Evan and Tristan will be spinning PEO fibers at six different angles in addition to six different distances. Each fiber will be spun for 30 min and stored for SEM imaging later in the week or durring week 4. Through extensive research increasing the will make the diameter smaller and increasing the distance should also make the diameter smaller. The ideal situation in our experiment is to get the thinest PEO fibers possible with some textile strength to make a proper filter. The textile strength only has to be strong enough to handle strong water flow and if time permits these fibers will be tested for their strength after SEM imaging with a tention meter.

Week 2 - Composing Project Proposal

      In week 2 consisted of additional research about the apparatus and materials used for electrospinning. Through the research we found the different variables of spinning were; time, solute, solvent, voltage, distance, temp, humidity, viscosity, and angle. In the project, these variables are tested to see the effect the spun fibers. After consulting with Marjorie about the limited time constraints it was decided to change the distance and the angles at which the different fibers are spun at. This initial testing is to do a general test on how well a fiber can be used for filtering a water solution. The main goal in the project is to create a filter out of fibers that would make cleaner drinking water. Since PEO dissolves in water, a different polymer can replace the PEO and be spun with the same variables for an ideal filter. The ideal variables will be found through our experimentation and we will implement those variables on another polymer to create this filter. Hopefully if time allows, we will be able to create this filter. 
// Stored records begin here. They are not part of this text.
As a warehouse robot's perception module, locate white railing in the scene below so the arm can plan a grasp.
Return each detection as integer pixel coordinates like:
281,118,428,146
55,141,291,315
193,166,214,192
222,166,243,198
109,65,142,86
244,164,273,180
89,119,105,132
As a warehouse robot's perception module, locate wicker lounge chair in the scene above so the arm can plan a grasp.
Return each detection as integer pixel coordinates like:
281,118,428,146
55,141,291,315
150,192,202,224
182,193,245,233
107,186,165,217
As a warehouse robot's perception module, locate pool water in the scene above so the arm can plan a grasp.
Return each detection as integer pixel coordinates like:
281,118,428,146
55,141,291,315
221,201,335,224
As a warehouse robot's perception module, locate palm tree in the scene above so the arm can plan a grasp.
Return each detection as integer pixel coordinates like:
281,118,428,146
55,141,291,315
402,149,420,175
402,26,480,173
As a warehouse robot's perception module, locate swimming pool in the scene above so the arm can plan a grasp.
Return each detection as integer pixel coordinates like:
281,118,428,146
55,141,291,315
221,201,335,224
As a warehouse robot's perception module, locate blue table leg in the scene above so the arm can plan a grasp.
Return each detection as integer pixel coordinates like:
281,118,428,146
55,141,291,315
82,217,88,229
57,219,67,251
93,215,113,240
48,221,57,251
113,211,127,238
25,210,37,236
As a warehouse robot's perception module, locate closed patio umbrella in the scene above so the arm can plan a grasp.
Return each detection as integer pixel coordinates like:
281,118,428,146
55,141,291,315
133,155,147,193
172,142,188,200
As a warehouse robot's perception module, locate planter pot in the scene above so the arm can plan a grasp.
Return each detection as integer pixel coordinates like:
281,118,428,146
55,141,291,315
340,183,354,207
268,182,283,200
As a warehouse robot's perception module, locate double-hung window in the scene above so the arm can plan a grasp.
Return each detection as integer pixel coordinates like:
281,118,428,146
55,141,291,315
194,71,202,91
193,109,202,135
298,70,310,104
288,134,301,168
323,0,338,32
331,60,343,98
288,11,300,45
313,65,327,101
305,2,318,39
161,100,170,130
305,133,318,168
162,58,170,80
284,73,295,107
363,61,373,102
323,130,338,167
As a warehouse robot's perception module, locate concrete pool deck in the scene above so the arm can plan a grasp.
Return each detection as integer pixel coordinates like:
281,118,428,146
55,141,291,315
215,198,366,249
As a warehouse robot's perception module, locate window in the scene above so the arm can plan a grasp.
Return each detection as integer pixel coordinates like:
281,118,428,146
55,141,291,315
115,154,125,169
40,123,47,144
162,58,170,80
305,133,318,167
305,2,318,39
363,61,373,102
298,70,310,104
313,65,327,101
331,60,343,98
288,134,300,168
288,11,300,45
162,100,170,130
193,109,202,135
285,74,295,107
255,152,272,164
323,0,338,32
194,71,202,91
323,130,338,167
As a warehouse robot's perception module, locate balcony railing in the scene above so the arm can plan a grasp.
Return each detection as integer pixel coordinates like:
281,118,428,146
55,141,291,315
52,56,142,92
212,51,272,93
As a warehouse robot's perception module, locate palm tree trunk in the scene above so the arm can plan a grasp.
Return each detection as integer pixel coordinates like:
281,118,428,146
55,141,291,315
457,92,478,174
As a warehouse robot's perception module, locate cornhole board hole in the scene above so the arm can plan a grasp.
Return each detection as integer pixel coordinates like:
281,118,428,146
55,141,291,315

      Below is a video of the Electrospinning Apparatus and it's functionality: 

Video #1 : Apparatus Design

Week 1 - Deciding Freshman Design III Topic

The class topics ranged from designing a building using sustainable materials to audio cheapskates and tweaks and finally to polymer composite fibers created from electrospinning. The topic chosen ended up being electrospinning of a specific polymer called poly(ethylene oxide) by changing the variables and testing the strength of the different fibers to see which is best for military purposes. Electrospinning involved all of the team member's majors in various forms.The majors of the group members are biomedical engineering, chemical engineering, and electrical engineering. The spinning part of the experiment includes concepts from electrical engineering due to the electrical current passing through the solution to create the fiber. The polymer, PEO, involves chemical engineering because to understand the solution chemical properties need to be analyzed. Finally it includes biomedical engineering because a large amount of the fibers can be used to create artificial tissue. With this being said the initial topic goal is to vary the distance from the needle to the collecting dish, changes the angle of the needle, varying the concentration of the solution, and finally varying the voltage of the current.